Wednesday, March 18, 2009

Dosenku "Pacarku" (99)

" Without You"
No I cant forget this evening/Or your face as you were leaving/But I guess thats just the way/ The story goes/You always smile but in your eyes/Your sorrow shows/Yes it shows

No I cant forget tomorrow/When I think of all my sorrow/When I had you there/But then I let you go/And now its only fair/That I should let you know/What you should know
*) I cant live/ If living is without you/I cant live/I cant give anymore 2 X

No I cant forget this evening/Or your face as you were leaving/But I guess thats just the way/ The story goes/You always smile but in your eyes/Your sorrow shows/Yes it shows
*) I cant live/ If living is without you/I cant live/I cant give anymore 2 X


=============
Magda menatapku setelah selesai membaca surat itu. Magda menyeka air matanya, dan melemparkan surat itu keatas meja. Aku kaget. Aku tak menyangka kalau Magda masih menyisakan hati yang terluka atas hubungan kami.
============
"Magda, tadi aku telah ingatkan, Susan salah mengerti tentang hubungan kita. Atau kamu masih kecewa denganku? Bukan kah kita sudah sepakati untuk melupakannya? Kenapa Magda bersedih lagi. Aku pun sudah berulangkali mohon maaf. Magda masih belum tulus memaafkanku? Aku, sungguh telah melupakannya. Itu sebabnya aku hampir setiap hari datang kerumah ini, karena Magda telah kuanggap bagian dari keluargaku.

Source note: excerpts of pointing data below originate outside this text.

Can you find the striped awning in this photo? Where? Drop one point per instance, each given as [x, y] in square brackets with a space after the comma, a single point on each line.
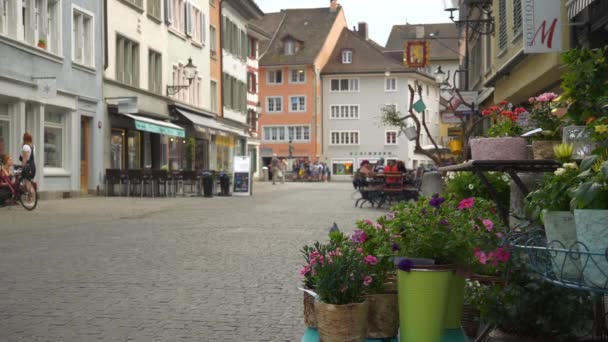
[576, 6]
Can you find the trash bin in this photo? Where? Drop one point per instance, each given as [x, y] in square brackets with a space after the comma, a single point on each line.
[208, 178]
[224, 184]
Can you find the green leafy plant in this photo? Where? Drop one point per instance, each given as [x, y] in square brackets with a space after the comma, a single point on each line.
[592, 191]
[550, 196]
[463, 184]
[541, 116]
[504, 120]
[585, 83]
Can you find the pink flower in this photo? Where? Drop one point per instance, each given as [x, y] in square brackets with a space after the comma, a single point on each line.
[489, 224]
[370, 259]
[466, 203]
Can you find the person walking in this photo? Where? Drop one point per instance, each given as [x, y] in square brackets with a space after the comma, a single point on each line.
[274, 163]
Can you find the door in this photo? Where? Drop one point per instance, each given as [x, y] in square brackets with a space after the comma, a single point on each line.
[84, 155]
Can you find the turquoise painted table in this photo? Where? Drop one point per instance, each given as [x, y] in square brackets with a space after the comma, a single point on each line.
[451, 335]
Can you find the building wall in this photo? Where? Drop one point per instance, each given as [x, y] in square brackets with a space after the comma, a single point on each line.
[78, 95]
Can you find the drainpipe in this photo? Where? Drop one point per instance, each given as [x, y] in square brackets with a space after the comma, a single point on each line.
[221, 57]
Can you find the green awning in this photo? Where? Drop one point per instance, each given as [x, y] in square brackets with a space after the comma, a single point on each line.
[157, 126]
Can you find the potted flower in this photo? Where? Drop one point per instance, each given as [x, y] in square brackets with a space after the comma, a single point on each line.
[553, 208]
[503, 140]
[541, 116]
[340, 279]
[590, 205]
[373, 240]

Magda diam. Dia mengambil amplop itu lagi dan menyerahkan ke tanganku. Aku pindah kedekatnya. " Magda, relakanlah aku pergi agar aku tidak punya beban. Aku tak ingin melihatmu bersedih seperti itu. Magda, aku menyadari kekeliruanku dulu. Aku sadar tak mungkin lagi mendulang cinta dari hati yang terluka. Aku telah merelakanmu pergi dengan siapapun lelaki yang mencintaimu. Magda menggelengkan kepalanya." Nggak bang, semuanya telah berakhir. Tidak ada lagi ruang hatiku yang tersisa," ucapnya dengan suara serak.

" Magda, besok aku mau berangkat, lepaskanlah aku dengan tulus. Tolong jangan menambah beban pikiranku lagi. Magda telah "menyelamatkan" aku dari Susan. Kini malah Magda menyiksa perasaan saat aku mau pergi." Magda diam, kedua matanya masih memerah mengeluarkan airmata membasahi wajahnya. Dia meninggalkanku sendirian di ruang tamu. Aku duduk diliputi rasa tanya, kenapa sikap Magda berubah lagi terhadapku. Pada hal akhir-akhir ini aku telah dianggapnya keluarga dekat sebagai bersaudara.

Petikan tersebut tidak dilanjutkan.